We have been here before, in the last Parliament. In those debates, I was one of many Labour Members who voted for the abolition of the House of Lords. In an ideal world, I would have that option today. As that option is not available, I also regret that we do not have the option of an indirectly elected second Chamber.
There are perfectly good and thriving democracies in the world, and indeed constitutional monarchies, that are unicameralist, such as Sweden and New Zealand. There are also indirectly elected second Chambers in some Commonwealth countries. For example, in India, each of the states elects people to go to the Rajya Sabha. Its Prime Minister, Manmohan Singh, was elected in that way and has never stood for a direct election anywhere. There are models that we could follow that would improve our democracy. However, instead of learning from international experience and establishing such a constitutional convention, we have this half-baked hybrid, which the Government had attempted to railroad through, until they realised today that it was not acceptable. If we are to have a second Chamber, it should be small and clearly subservient, have limited and defined powers, and should meet only occasionally.

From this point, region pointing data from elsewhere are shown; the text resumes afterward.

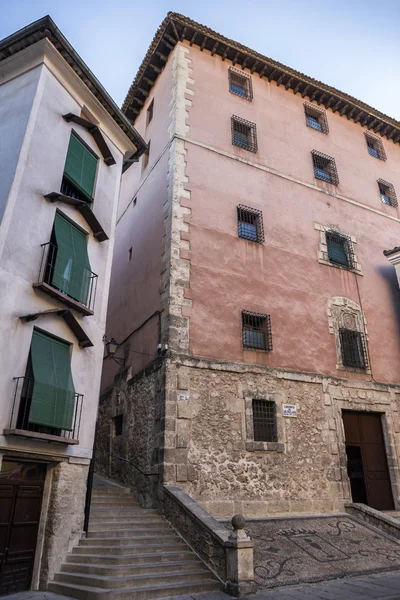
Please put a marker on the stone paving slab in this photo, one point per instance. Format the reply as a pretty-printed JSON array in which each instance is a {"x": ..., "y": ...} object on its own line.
[{"x": 293, "y": 550}]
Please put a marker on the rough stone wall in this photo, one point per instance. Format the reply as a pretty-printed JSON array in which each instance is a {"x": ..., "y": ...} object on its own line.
[
  {"x": 65, "y": 517},
  {"x": 140, "y": 400},
  {"x": 216, "y": 461}
]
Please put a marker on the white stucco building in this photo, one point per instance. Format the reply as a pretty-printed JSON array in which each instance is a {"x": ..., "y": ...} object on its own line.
[{"x": 63, "y": 144}]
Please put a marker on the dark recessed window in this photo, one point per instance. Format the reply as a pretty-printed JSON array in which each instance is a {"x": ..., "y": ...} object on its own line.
[
  {"x": 340, "y": 249},
  {"x": 256, "y": 331},
  {"x": 118, "y": 423},
  {"x": 264, "y": 421},
  {"x": 250, "y": 225},
  {"x": 353, "y": 349},
  {"x": 324, "y": 167},
  {"x": 244, "y": 134},
  {"x": 240, "y": 84},
  {"x": 375, "y": 146},
  {"x": 150, "y": 111},
  {"x": 316, "y": 117},
  {"x": 387, "y": 192}
]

Why do so many amendments come from the House of Lords, as has been mentioned? It is because we do not deal with legislation properly in this House, and because, as the hon. Member for Foyle (Mark Durkan) said, we have the Ministers in this Chamber. The Executive dominate the parliamentary system. If we had a system like Sweden’s, in which many Ministers are not Members of Parliament, we could have a different relationship with the Executive and the scrutiny role of this House would be much stronger. Instead, we have a deal between whichever Government is in power and the Opposition Front Benchers in the House of Lords to get through certain amendments and clauses. Legislation comes back from the second Chamber that this House has never had a proper chance to deal with.
In my 20 years in this House and in my role on Select Committees, I have become increasingly frustrated about these issues. As a Parliamentary Private Secretary in the Home Office and the Northern Ireland Office, I saw the Government face many defeats in the House of Lords, particularly on Home Office legislation. We had the clauses dealt with and when they came back to this House, they were never discussed properly. We need to reform this House and we need to have a stronger definition of the relationship between the Executive and the legislature before we give greater credibility—dangerous credibility—to a second Chamber that will undermine the democratic Chamber.

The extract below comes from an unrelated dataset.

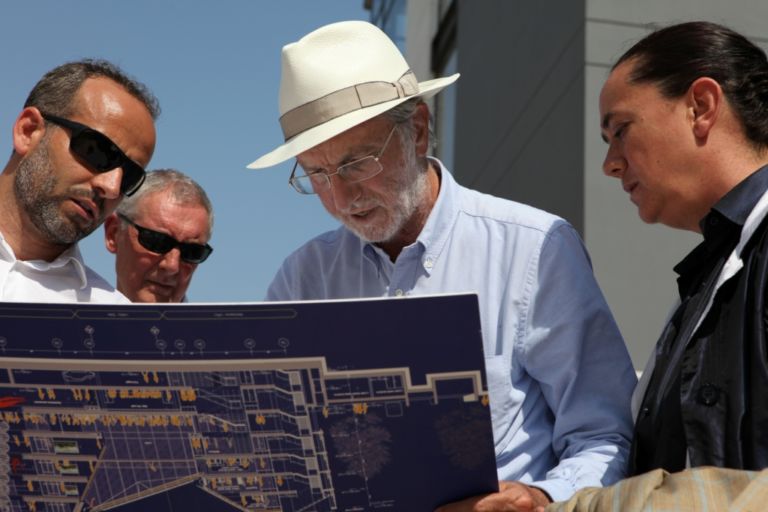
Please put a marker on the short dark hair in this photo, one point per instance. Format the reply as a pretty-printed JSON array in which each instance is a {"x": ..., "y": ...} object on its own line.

The Deputy Prime Minister claimed that he was introducing the Bill because people had voted for it in 2010. No they did not. Nobody voted in the 2010 election for these proposals and it is not honest to say that they did.
I also challenge the Deputy Prime Minister’s reference to “fixing” a problem. Yes, there is a fix going on. As the hon. Member for Gainsborough (Mr Leigh) just said, the fix will ensure that people who would never get elected, and might even come fourth, in a parliamentary constituency anywhere in the country will get into the House of Lords for 15 years under the proportional representation regional list system. They will then be able to go around London, or whichever region they represent, cherry-picking issues and appearing at residents’ associations or religious groups, while we are here in this House attending to our parliamentary business. That will not be good for democracy. It will lead to cynicism and undermine the truly representative nature of the constituency link.
Having been in the House for 20 years, I had hoped that there would be a reasoned amendment on Second Reading. There is no opportunity for me to vote for a reasoned amendment. Therefore, for the first time in 20 years, I will go against my party’s Whip and vote in the No Lobby against the Bill tonight.